The
night, however, was not very dark, and we found our way tolerably
well, though once in descending I had nearly tumbled into the nant
or dingle, now on our left hand. The bushes and trees, seen
indistinctly through the mist, had something the look of goblins,
and brought to my mind the elves, which Ab Gwilym of old saw, or
thought he saw, in a somewhat similar situation:-
"In every hollow dingle stood
Of wry-mouth'd elves a wrathful brood."
Drenched to the skin, but uninjured in body and limb, we at length
reached Llangollen.
CHAPTER XVIII
Venerable Old Gentleman - Surnames in Wales - Russia and Britain -
Church of England - Yriarte - The Eagle and his Young - Poets of
the Gael - The Oxonian - Master Salisburie.

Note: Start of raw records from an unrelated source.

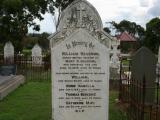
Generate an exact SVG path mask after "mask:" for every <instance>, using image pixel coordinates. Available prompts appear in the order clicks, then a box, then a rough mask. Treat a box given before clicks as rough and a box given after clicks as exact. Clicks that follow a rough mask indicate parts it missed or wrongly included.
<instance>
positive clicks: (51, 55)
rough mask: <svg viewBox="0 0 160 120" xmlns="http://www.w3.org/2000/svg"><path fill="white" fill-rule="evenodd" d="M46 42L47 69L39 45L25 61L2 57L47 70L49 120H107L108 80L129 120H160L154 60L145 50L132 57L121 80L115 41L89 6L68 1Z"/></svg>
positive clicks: (27, 66)
mask: <svg viewBox="0 0 160 120" xmlns="http://www.w3.org/2000/svg"><path fill="white" fill-rule="evenodd" d="M49 39H50V47H51V65H50V64H44V60H43V58H42V59H41V58H40V59H38V62H36V61H37V59H36V58H34V56H36V55H37V54H38V53H39V52H37V51H38V50H37V49H38V45H36V46H35V47H34V48H33V50H36V52H33V54H32V57H33V58H32V57H31V60H27V62H25V61H24V60H17V59H15V57H14V59H9V60H8V58H7V57H6V55H5V53H4V57H5V60H6V58H7V60H6V61H9V62H11V63H12V62H13V61H14V63H16V65H18V64H23V63H24V62H25V64H27V65H26V66H27V69H29V68H30V67H31V66H34V65H35V63H36V64H38V66H39V65H40V66H44V67H45V66H47V65H49V66H51V69H52V70H51V76H52V77H51V78H52V120H82V119H83V120H108V119H109V117H108V116H109V115H108V112H109V81H110V79H118V78H119V98H118V101H120V103H121V105H122V106H126V109H125V110H126V113H127V116H128V120H160V116H159V115H160V107H159V106H160V103H159V98H158V96H159V76H160V75H159V67H158V72H157V76H156V64H157V59H156V57H155V55H154V54H153V53H152V52H151V51H150V50H148V49H147V48H145V47H143V48H141V49H139V50H138V51H137V52H136V53H135V54H134V55H133V56H131V60H130V63H131V64H129V71H128V72H129V74H128V77H123V73H124V70H123V67H122V62H120V61H119V55H120V51H119V50H118V49H117V48H118V45H119V42H118V41H117V40H116V39H114V38H113V37H112V36H111V35H109V34H107V33H106V32H104V31H103V26H102V21H101V18H100V16H99V14H98V12H97V10H96V9H95V8H94V7H93V6H92V5H91V4H90V3H89V2H87V1H86V0H75V1H74V2H72V3H71V4H70V5H69V6H68V7H67V8H66V9H65V10H64V11H63V12H62V14H61V17H60V23H59V25H58V29H57V32H56V33H54V34H53V35H51V36H50V37H49ZM9 44H11V43H9ZM8 46H9V45H8ZM7 50H9V49H8V48H7ZM11 51H12V52H13V50H11ZM11 51H10V52H9V57H10V56H11V54H10V53H12V52H11ZM12 55H13V54H12ZM39 55H40V54H39ZM13 56H14V55H13ZM10 60H11V61H10ZM28 64H30V66H29V65H28ZM28 66H29V67H28ZM36 66H37V65H36ZM38 66H37V67H36V68H38ZM22 68H23V67H22ZM40 68H42V67H40ZM40 68H39V69H40ZM1 69H2V68H1ZM17 70H18V68H17ZM21 70H22V71H23V69H21ZM1 71H2V73H6V72H3V71H4V70H3V69H2V70H1ZM29 71H32V70H31V69H29ZM25 72H26V71H25ZM33 72H34V69H33V71H32V72H31V73H33ZM43 72H44V71H43ZM33 74H35V73H33ZM156 77H157V79H156ZM0 80H1V79H0ZM157 80H158V81H157ZM2 84H3V82H2ZM0 90H1V89H0ZM122 103H123V104H122ZM124 103H125V105H124ZM126 104H127V105H126Z"/></svg>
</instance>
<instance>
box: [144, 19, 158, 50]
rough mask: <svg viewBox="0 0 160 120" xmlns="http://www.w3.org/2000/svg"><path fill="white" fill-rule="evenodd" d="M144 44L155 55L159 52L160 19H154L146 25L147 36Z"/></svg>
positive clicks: (148, 22)
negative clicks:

MY wife had told me that she had had some conversation upon the
Welsh language and literature with a venerable old man, who kept a
shop in the town, that she had informed him that I was very fond of
both, and that he had expressed a great desire to see me. One
afternoon I said: "Let us go and pay a visit to your old friend of
the shop. I think from two or three things which you have told me
about him, that he must be worth knowing." We set out. She
conducted me across the bridge a little way; then presently turning
to the left into the principal street, she entered the door of a
shop on the left-hand side, over the top of which was written:
"Jones; Provision Dealer and General Merchant.